Creating a k-means clustering model

BigQuery ML supports unsupervised learning . You can apply the k-means algorithm to group your data into clusters. Unlike supervised machine learning, which is about predictive analytics, unsupervised learning is about descriptive analytics. It's about understanding your data so that you can make data-driven decisions.

In this tutorial, you will use a k-means model in BigQuery ML to build clusters of data in the London Bicycle Hires public dataset. The London Bicycle Hires data contains the number of hires of London's Santander Cycle Hire Scheme from 2011 to present. The data includes start and stop timestamps, station names and ride duration.

The queries in this tutorial use Geography Functions. available in BigQuery GIS. For more information on BigQuery GIS, see Introduction to BigQuery GIS.

Objectives

In this tutorial you:

  • Create a k-means clustering model.
  • Use Google Data Studio to visualize your model.
  • Make data-driven decisions based on your model.

Costs

This tutorial uses billable components of Cloud Platform, including:

  • BigQuery
  • BigQuery ML

For more information on BigQuery costs, see the BigQuery pricing page.

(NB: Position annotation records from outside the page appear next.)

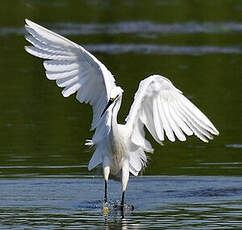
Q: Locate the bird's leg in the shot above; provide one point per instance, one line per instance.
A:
(125, 179)
(105, 191)
(106, 171)
(122, 201)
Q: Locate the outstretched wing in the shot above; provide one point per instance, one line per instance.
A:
(73, 68)
(163, 109)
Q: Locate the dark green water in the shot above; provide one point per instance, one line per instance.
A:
(44, 181)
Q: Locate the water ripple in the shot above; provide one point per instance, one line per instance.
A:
(162, 49)
(136, 27)
(149, 27)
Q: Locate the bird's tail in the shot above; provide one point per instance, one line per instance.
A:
(89, 142)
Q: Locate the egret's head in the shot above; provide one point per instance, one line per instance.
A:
(115, 95)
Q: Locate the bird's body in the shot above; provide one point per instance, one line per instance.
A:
(158, 105)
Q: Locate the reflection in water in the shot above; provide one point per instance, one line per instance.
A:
(162, 49)
(136, 27)
(40, 153)
(172, 202)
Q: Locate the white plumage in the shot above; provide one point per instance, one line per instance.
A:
(158, 105)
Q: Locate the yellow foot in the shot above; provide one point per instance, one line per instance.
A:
(105, 210)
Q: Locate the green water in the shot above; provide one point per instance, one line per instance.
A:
(196, 44)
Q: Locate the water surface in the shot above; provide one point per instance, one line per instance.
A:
(44, 181)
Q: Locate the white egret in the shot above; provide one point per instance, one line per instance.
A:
(158, 105)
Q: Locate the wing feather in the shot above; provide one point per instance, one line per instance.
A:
(171, 113)
(73, 68)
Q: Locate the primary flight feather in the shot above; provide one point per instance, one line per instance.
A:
(158, 105)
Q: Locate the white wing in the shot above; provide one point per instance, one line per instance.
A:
(163, 109)
(73, 68)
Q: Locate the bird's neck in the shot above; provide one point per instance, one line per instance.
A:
(114, 123)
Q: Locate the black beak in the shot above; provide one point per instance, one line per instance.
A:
(109, 103)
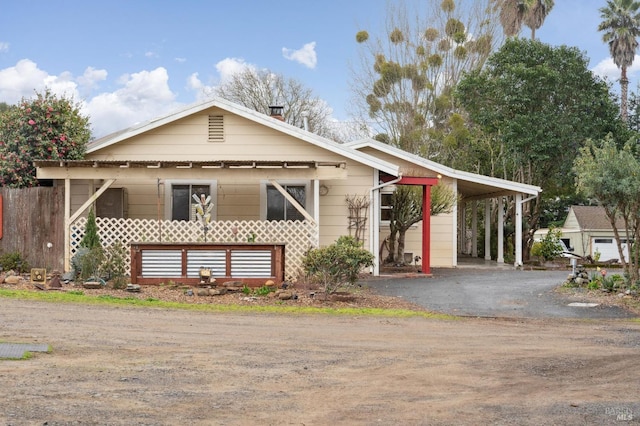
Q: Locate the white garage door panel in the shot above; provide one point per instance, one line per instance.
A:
(608, 248)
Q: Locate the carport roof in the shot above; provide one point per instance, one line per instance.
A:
(470, 185)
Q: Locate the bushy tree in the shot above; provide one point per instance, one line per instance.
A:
(43, 128)
(536, 105)
(338, 264)
(611, 175)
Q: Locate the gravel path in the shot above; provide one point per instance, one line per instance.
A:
(142, 366)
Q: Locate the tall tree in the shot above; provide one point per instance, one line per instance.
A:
(260, 89)
(537, 104)
(621, 26)
(43, 128)
(515, 13)
(403, 86)
(610, 175)
(537, 13)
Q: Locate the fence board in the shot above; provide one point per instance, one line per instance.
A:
(31, 218)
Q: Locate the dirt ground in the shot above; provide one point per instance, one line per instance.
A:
(149, 366)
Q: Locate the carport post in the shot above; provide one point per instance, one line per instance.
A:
(500, 230)
(487, 229)
(518, 242)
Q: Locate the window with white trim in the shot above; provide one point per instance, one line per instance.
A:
(179, 198)
(279, 208)
(386, 204)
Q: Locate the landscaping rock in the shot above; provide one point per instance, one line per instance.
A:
(13, 279)
(285, 295)
(233, 284)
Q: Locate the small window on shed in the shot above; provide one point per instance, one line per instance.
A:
(216, 128)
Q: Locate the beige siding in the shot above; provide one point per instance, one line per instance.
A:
(186, 139)
(239, 199)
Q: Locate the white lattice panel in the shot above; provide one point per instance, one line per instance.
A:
(299, 236)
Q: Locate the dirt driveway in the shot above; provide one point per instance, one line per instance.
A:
(143, 366)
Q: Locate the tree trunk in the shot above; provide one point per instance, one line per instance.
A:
(392, 247)
(624, 90)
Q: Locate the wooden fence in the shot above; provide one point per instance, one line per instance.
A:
(31, 219)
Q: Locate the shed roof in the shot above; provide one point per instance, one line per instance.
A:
(594, 217)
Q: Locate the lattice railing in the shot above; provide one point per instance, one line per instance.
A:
(298, 236)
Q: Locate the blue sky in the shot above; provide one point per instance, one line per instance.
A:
(131, 60)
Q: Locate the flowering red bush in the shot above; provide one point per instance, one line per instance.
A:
(44, 128)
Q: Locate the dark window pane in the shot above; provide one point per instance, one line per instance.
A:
(182, 199)
(181, 206)
(278, 208)
(275, 204)
(298, 193)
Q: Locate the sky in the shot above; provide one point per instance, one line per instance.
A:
(128, 61)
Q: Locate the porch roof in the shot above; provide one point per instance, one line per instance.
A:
(90, 169)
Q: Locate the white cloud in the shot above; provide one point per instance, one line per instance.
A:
(231, 66)
(607, 69)
(305, 56)
(25, 79)
(144, 95)
(226, 68)
(89, 80)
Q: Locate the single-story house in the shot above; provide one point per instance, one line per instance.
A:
(587, 231)
(265, 182)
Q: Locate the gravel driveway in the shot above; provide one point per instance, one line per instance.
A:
(493, 292)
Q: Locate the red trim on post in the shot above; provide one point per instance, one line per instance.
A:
(426, 229)
(410, 180)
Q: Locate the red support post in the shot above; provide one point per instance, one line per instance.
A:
(426, 229)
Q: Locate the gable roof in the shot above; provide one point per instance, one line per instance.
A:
(594, 217)
(470, 184)
(254, 116)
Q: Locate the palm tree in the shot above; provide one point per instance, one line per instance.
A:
(536, 14)
(513, 13)
(621, 26)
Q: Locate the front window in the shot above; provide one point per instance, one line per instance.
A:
(182, 201)
(279, 208)
(386, 205)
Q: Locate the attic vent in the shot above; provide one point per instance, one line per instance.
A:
(216, 128)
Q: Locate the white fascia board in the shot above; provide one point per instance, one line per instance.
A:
(444, 170)
(327, 144)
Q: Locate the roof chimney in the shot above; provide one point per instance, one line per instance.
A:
(276, 112)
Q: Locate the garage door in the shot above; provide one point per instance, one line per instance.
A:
(608, 248)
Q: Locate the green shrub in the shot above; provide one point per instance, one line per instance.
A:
(90, 238)
(338, 264)
(87, 262)
(114, 265)
(263, 291)
(14, 261)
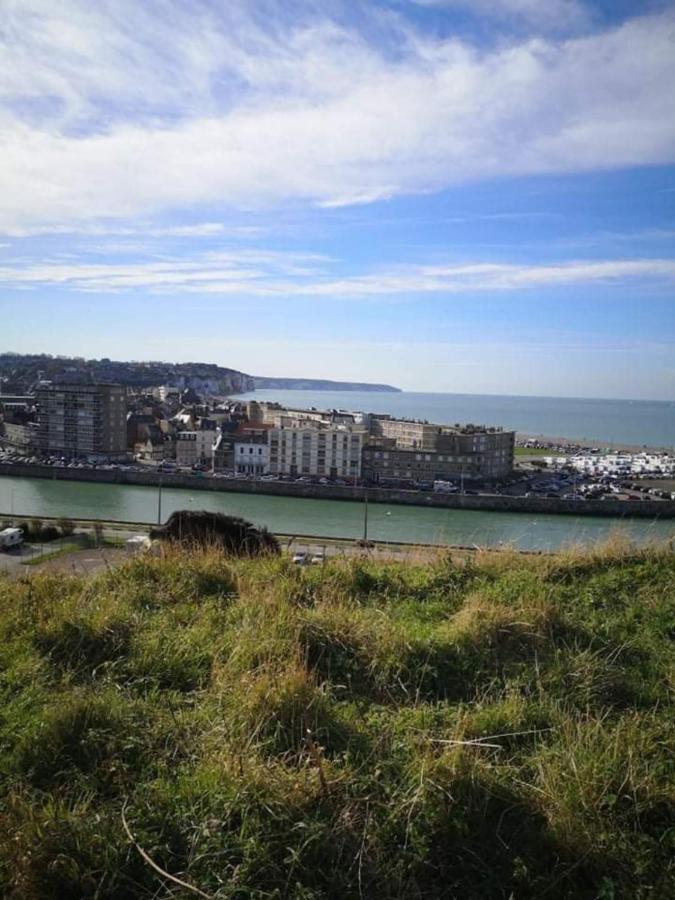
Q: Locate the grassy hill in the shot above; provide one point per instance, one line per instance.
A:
(497, 728)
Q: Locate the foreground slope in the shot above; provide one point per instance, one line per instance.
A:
(496, 728)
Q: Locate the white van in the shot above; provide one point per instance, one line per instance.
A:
(11, 537)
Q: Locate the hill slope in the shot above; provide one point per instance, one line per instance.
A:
(25, 370)
(501, 728)
(320, 384)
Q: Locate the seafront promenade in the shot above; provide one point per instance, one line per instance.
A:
(617, 508)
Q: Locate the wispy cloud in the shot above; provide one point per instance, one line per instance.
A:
(258, 273)
(130, 109)
(549, 14)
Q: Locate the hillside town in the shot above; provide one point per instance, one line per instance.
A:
(175, 428)
(171, 428)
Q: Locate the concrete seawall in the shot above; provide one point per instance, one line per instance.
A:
(645, 509)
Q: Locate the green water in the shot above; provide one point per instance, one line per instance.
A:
(330, 518)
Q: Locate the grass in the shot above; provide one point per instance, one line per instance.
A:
(495, 727)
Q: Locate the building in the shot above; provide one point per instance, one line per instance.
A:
(403, 451)
(316, 448)
(18, 435)
(82, 420)
(194, 448)
(251, 449)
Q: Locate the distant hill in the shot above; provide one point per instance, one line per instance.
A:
(23, 371)
(320, 384)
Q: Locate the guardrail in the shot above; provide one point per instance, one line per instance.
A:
(643, 509)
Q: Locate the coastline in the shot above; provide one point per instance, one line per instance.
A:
(577, 444)
(611, 508)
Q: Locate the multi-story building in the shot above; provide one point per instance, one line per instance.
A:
(406, 434)
(251, 449)
(194, 447)
(420, 452)
(82, 420)
(18, 435)
(316, 448)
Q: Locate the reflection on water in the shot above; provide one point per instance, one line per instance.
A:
(331, 518)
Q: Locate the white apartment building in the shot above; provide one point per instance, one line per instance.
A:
(251, 457)
(316, 449)
(194, 447)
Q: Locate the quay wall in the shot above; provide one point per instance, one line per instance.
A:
(644, 509)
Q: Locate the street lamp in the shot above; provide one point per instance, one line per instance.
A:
(159, 502)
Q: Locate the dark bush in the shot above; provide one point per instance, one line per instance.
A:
(234, 535)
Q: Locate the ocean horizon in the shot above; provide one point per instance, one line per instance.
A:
(648, 423)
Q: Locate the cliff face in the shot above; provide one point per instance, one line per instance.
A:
(22, 372)
(319, 384)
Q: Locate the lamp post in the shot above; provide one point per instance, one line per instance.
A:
(159, 502)
(365, 517)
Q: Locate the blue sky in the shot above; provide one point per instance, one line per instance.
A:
(442, 194)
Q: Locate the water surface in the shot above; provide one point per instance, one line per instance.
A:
(330, 518)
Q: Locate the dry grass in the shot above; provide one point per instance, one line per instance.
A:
(492, 725)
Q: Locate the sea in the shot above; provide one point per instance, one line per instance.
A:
(635, 423)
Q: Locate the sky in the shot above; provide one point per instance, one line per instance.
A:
(472, 196)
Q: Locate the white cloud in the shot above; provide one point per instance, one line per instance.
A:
(266, 274)
(113, 110)
(549, 14)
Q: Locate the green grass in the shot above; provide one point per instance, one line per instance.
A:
(492, 728)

For more information on BigQuery ML costs, see the BigQuery ML pricing page.

Before you begin

  1. Sign in to your Google Account.

    If you don't already have one, sign up for a new account.

  2. Select or create a GCP project.

    Go to the project selector page

  3. Projeniz için faturalandırmanın etkinleştirildiğinden emin olun.

    Faturalandırmayı etkinleştirmeyi öğren

  4. BigQuery is automatically enabled in new projects. To activate BigQuery in a pre-existing project, go to Enable the BigQuery API.

    Enable the API

Introduction

Your data may contain natural groupings or clusters of data. You may want to identify these groupings descriptively in order to make data-driven decisions. For example, a retailer may want to identify natural groupings of customers who have similar purchasing habits or locations. This process is known as customer segmentation.

Data you use to perform customer segmentation might include the store they visited, what items they bought, how much they paid, and so on. You would create a model to try to understand what these groups of customer personas are like so that you can design items that appeal to group members.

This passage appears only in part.